Domaining Search Trademarks First
Search Trademarks Before Registering a Domain
You notice an appealing-looking domain name in an auction. It contains a few terms from dictionaries. There are no similar trademarks that you are aware of.
What responsibility do you now have to look into trademarks before buying the domain name?
Although the UDRP has some case history, there is no conclusive solution. A recent case adds to this collection of recommendations.
The panel debated this issue in Delta Dental Plans Association v. Kwangpyo Kim, which concerned the domain name DeltaLife.com.
The Respondent purchased this domain at auction in December 2021 for $3,555. Earlier that year, the complainant registered a U.S. trademark for DeltaLife.
Kwangpyo Kim is a domain investor, and UDRP panels typically hold domain investors to a slightly greater standard of care when it comes to performing research before purchasing a domain. The Respondent acknowledged that he did not Google the keyword or look for trademarks before purchasing the domain. He only discovered that numerous other businesses had registered domains with similar names.
But the panel considered what he would have seen if he had checked on Google before registering the name.
“The Panel has reviewed the three pages of the Google search provided by the Respondent for “delta” and “life”. The Respondent says that it yields over 11,000,000 results for “delta life”, but, in fact, a search for the combined term, rather than for the separate words, yields approximately 44,000 results. The search reveals that “Delta Life” is used as a domain name by an insurance company in the United States doing business under the domain name delta-life.com, a life insurance company in Bangladesh using deltalife.org and a fitness franchise using deltalifefitness.com as well as (by way of example) other variants used for a book about life in river delta regions around the world and by a Mississippi delta clothing company.
Neither Party has identified any search result that identifies the Complainant or its use of “Delta Life” as a trade mark in any online search result. Indeed, the Complainant has failed to offer any evidence that its “Delta Life” mark is well-known anywhere.”
In other words, the domain owner would not have discovered anything indicating that the Complainant possessed a trademark for this term even if he had conducted a preliminary search.
Due to his location in Korea, the respondent didn’t necessarily need to look for the trademark in the American patent database (among many other trademarks for Delta Life). The panel might have decided that the Respondent should have looked in the U.S. database or not purchased the domain if all of the Google search results had shown that this is a well-known trademark for a corporation.

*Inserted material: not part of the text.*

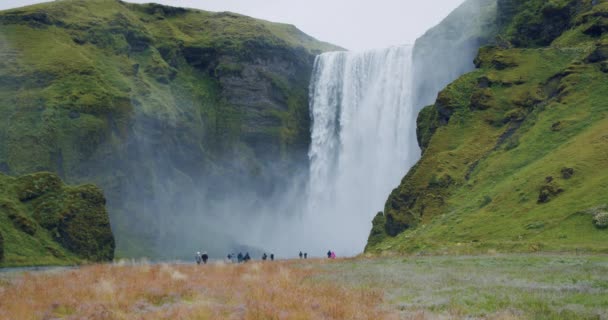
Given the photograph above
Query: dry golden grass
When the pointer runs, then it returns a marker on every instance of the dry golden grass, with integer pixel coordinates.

There is one more catch to this situation. Ads for insurance, which is what the complainant’s trademark is for, were displayed on the pay-per-click parking page. However, there are other insurance businesses with this name, and an insurance company used to possess DeltaLife.com. Therefore, it’s possible that the links were rational and not intended to harm the complainant. After receiving the complaint, the Respondent updated the links, and I doubt his judgment in this case because they now include travel links. If Delta has a globally recognized trademark, it is for travel.
Despite declining to find reverse domain name hijacking, the three-person World Intellectual Property Organization panel ruled in favor of the domain owner.